Federate multiple instances of Microsoft Entra ID with single instance of AD FS
A single high available AD FS farm can federate multiple forests if they have 2-way trust between them. These multiple forests may or may not correspond to the same Microsoft Entra ID. This article provides instructions on how to configure federation between a single AD FS deployment and multiple instances of Microsoft Entra ID.
Note
Device writeback and automatic device join are not supported in this scenario.
Note
Microsoft Entra Connect cannot be used to configure federation in this scenario as Microsoft Entra Connect can configure federation for domains in a single Microsoft Entra ID.

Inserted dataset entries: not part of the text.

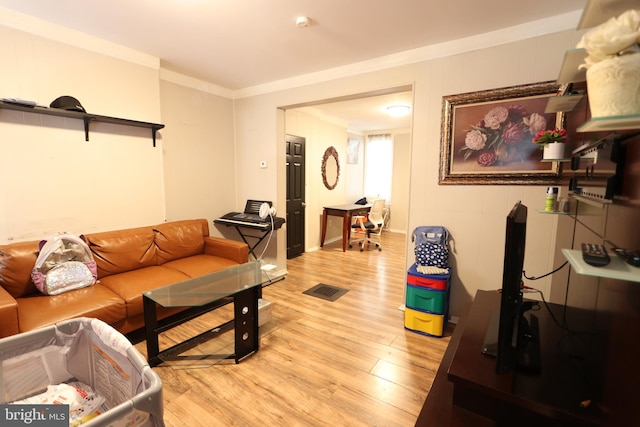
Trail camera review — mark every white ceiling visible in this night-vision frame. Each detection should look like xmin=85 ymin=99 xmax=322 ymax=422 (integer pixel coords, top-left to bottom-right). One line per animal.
xmin=0 ymin=0 xmax=587 ymax=130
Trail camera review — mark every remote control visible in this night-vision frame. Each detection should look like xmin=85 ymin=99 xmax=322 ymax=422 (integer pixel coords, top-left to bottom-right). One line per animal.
xmin=613 ymin=248 xmax=640 ymax=267
xmin=582 ymin=243 xmax=610 ymax=267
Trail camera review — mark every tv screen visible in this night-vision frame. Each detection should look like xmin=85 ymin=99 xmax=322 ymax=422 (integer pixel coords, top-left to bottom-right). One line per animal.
xmin=483 ymin=202 xmax=540 ymax=373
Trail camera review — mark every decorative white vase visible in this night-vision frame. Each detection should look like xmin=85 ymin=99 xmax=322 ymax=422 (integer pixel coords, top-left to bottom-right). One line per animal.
xmin=587 ymin=53 xmax=640 ymax=117
xmin=542 ymin=142 xmax=565 ymax=160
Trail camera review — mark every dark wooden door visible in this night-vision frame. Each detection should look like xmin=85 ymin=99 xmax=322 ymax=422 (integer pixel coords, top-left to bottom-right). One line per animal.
xmin=286 ymin=135 xmax=305 ymax=259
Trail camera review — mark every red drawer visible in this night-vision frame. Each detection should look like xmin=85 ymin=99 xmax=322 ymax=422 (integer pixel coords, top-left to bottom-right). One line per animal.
xmin=407 ymin=263 xmax=451 ymax=291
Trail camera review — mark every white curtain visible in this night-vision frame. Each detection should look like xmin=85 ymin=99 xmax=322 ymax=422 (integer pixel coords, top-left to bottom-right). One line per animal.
xmin=364 ymin=134 xmax=393 ymax=203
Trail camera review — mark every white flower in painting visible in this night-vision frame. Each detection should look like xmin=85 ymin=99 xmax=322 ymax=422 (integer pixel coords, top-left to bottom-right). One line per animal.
xmin=484 ymin=107 xmax=509 ymax=129
xmin=577 ymin=10 xmax=640 ymax=68
xmin=464 ymin=129 xmax=487 ymax=150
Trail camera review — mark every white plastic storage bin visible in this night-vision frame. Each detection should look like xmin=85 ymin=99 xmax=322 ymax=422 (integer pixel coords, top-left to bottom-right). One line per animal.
xmin=0 ymin=318 xmax=164 ymax=427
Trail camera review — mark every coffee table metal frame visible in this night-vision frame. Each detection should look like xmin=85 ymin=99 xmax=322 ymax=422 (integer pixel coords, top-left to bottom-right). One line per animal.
xmin=142 ymin=261 xmax=272 ymax=367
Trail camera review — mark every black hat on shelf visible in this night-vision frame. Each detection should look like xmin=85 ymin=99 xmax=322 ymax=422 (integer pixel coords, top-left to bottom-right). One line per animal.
xmin=49 ymin=95 xmax=86 ymax=113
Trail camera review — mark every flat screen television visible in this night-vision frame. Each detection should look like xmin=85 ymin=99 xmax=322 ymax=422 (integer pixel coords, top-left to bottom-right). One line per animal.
xmin=482 ymin=202 xmax=540 ymax=374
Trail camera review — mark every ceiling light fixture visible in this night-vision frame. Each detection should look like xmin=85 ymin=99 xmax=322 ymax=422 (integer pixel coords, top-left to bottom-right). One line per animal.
xmin=387 ymin=104 xmax=411 ymax=117
xmin=296 ymin=16 xmax=311 ymax=28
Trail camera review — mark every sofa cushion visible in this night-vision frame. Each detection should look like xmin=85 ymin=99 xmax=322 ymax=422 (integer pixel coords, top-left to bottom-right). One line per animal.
xmin=85 ymin=227 xmax=158 ymax=279
xmin=162 ymin=254 xmax=238 ymax=277
xmin=100 ymin=266 xmax=189 ymax=317
xmin=154 ymin=220 xmax=206 ymax=264
xmin=0 ymin=241 xmax=39 ymax=298
xmin=0 ymin=288 xmax=20 ymax=338
xmin=17 ymin=284 xmax=126 ymax=332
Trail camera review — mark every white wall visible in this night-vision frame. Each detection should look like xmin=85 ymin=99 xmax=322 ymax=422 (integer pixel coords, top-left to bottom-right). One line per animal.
xmin=235 ymin=30 xmax=579 ymax=316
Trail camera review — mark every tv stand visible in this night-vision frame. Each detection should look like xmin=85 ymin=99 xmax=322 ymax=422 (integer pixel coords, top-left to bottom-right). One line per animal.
xmin=416 ymin=291 xmax=606 ymax=427
xmin=482 ymin=308 xmax=540 ymax=375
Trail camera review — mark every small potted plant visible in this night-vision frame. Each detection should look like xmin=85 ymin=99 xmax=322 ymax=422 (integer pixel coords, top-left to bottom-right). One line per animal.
xmin=533 ymin=128 xmax=567 ymax=160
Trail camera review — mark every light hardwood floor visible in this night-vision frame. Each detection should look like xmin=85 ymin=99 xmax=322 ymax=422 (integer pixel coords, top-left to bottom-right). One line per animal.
xmin=136 ymin=232 xmax=450 ymax=427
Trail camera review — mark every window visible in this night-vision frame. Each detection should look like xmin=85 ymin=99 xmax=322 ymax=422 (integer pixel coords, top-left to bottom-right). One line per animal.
xmin=364 ymin=134 xmax=393 ymax=203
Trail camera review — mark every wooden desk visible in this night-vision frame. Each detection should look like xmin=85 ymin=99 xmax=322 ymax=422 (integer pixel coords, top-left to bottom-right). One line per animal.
xmin=320 ymin=204 xmax=371 ymax=252
xmin=416 ymin=291 xmax=604 ymax=427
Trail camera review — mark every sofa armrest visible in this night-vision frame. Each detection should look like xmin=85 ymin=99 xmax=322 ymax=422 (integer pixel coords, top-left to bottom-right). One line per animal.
xmin=0 ymin=287 xmax=20 ymax=338
xmin=204 ymin=236 xmax=249 ymax=264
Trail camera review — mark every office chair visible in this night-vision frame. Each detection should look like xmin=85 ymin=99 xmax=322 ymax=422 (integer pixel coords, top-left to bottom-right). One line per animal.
xmin=349 ymin=199 xmax=386 ymax=252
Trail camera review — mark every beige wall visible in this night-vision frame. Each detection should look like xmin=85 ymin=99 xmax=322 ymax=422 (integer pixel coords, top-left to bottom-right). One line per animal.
xmin=235 ymin=31 xmax=579 ymax=316
xmin=160 ymin=80 xmax=238 ymax=231
xmin=0 ymin=26 xmax=165 ymax=243
xmin=389 ymin=133 xmax=411 ymax=233
xmin=0 ymin=15 xmax=579 ymax=316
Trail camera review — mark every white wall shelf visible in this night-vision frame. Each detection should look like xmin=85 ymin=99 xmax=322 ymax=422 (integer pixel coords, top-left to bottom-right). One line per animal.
xmin=556 ymin=48 xmax=587 ymax=84
xmin=562 ymin=249 xmax=640 ymax=282
xmin=576 ymin=114 xmax=640 ymax=132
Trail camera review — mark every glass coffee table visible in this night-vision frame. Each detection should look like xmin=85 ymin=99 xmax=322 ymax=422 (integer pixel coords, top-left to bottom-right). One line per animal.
xmin=142 ymin=261 xmax=284 ymax=367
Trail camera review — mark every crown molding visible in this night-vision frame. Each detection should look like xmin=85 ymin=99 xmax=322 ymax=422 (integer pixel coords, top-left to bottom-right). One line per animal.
xmin=0 ymin=7 xmax=160 ymax=70
xmin=0 ymin=7 xmax=582 ymax=99
xmin=234 ymin=10 xmax=582 ymax=99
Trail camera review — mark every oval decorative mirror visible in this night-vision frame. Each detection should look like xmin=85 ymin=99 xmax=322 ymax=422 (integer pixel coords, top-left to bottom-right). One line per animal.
xmin=322 ymin=146 xmax=340 ymax=190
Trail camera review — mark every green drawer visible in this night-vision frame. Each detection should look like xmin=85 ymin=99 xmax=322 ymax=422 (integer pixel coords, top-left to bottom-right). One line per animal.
xmin=406 ymin=285 xmax=447 ymax=314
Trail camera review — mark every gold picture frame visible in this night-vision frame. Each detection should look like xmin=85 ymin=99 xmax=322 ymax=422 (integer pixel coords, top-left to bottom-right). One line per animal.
xmin=439 ymin=82 xmax=564 ymax=185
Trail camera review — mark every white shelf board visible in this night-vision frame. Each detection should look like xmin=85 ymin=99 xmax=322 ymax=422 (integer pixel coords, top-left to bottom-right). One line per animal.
xmin=576 ymin=114 xmax=640 ymax=132
xmin=562 ymin=249 xmax=640 ymax=282
xmin=556 ymin=48 xmax=587 ymax=84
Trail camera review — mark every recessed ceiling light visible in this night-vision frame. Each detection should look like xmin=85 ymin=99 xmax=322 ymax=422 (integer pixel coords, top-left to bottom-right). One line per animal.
xmin=387 ymin=104 xmax=411 ymax=117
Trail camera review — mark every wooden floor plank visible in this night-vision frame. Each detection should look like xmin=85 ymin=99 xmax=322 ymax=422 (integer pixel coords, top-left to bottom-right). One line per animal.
xmin=136 ymin=232 xmax=451 ymax=427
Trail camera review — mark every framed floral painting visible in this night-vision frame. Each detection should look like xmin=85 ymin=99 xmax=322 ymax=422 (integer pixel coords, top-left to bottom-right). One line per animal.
xmin=439 ymin=82 xmax=564 ymax=184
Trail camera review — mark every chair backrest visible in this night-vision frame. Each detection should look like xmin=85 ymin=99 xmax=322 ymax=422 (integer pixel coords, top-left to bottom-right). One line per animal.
xmin=369 ymin=199 xmax=385 ymax=228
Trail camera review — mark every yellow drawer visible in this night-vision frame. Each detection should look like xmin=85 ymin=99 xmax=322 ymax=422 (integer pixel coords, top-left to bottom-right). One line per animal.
xmin=404 ymin=308 xmax=445 ymax=337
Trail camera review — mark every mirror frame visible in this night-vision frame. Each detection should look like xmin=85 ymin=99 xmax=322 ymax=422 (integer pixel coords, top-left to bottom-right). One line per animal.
xmin=322 ymin=146 xmax=340 ymax=190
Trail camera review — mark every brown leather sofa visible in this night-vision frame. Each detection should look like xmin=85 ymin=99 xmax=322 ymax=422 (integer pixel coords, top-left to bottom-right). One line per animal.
xmin=0 ymin=219 xmax=249 ymax=338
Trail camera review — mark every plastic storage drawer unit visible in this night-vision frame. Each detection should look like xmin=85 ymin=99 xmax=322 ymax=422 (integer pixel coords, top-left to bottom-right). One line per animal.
xmin=406 ymin=285 xmax=447 ymax=314
xmin=404 ymin=308 xmax=445 ymax=337
xmin=407 ymin=263 xmax=451 ymax=291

Steps for federating AD FS with multiple Microsoft Entra ID
Consider a domain contoso.com in Microsoft Entra contoso.partner.onmschina.cn is already federated with the AD FS on-premises installed in contoso.com on-premises Active Directory environment. Fabrikam.com is a domain in fabrikam.partner.onmschina.cn Microsoft Entra ID.
Step 1: Establish a two-way trust
For AD FS in contoso.com to be able to authenticate users in fabrikam.com, a two-way trust is needed between contoso.com and fabrikam.com. Follow the guideline in this article to create the two-way trust.
Step 2: Modify contoso.com federation settings
The default issuer set for a single domain federated to AD FS is "http://ADFSServiceFQDN/adfs/services/trust", for example, http://fs.contoso.com/adfs/services/trust
. Microsoft Entra ID requires unique issuer for each federated domain. Because AD FS is going to federate two domains, the issuer value needs to be modified so that it is unique.
Note
Azure AD Powershell is planned for deprecation on March 30, 2024. To learn more, read the deprecation update.
We recommend migrating to Microsoft Graph PowerShell to interact with Microsoft Entra ID (formerly Azure AD). Microsoft Graph PowerShell allows access to all Microsoft Graph APIs and is available on PowerShell 7. For answers to common migration queries, see the Migration FAQ.
On the AD FS server, open Azure AD PowerShell (ensure that the MSOnline module is installed) and do the following steps:
Connect to the Microsoft Entra ID that contains the domain contoso.com
.
Connect-MsolService -AzureEnvironment AzureChinaCloud
Update the federation settings for contoso.com
:
Update-MsolFederatedDomain -DomainName contoso.com -SupportMultipleDomain
Issuer in the domain federation setting will be changed to http://contoso.com/adfs/services/trust
and an issuance claim rule will be added for the Microsoft Entra ID Relying Party Trust to issue the correct issuerId value based on the UPN suffix.
Step 3: Federate fabrikam.com with AD FS
In Azure AD PowerShell session perform the following steps: Connect to Microsoft Entra ID that contains the domain fabrikam.com
Connect-MsolService -AzureEnvironment AzureChinaCloud
Convert the fabrikam.com managed domain to federated:
Convert-MsolDomainToFederated -DomainName fabrikam.com -Verbose -SupportMultipleDomain
The above operation will federate the domain fabrikam.com with the same AD FS. You can verify the domain settings by using Get-MsolDomainFederationSettings for both domains.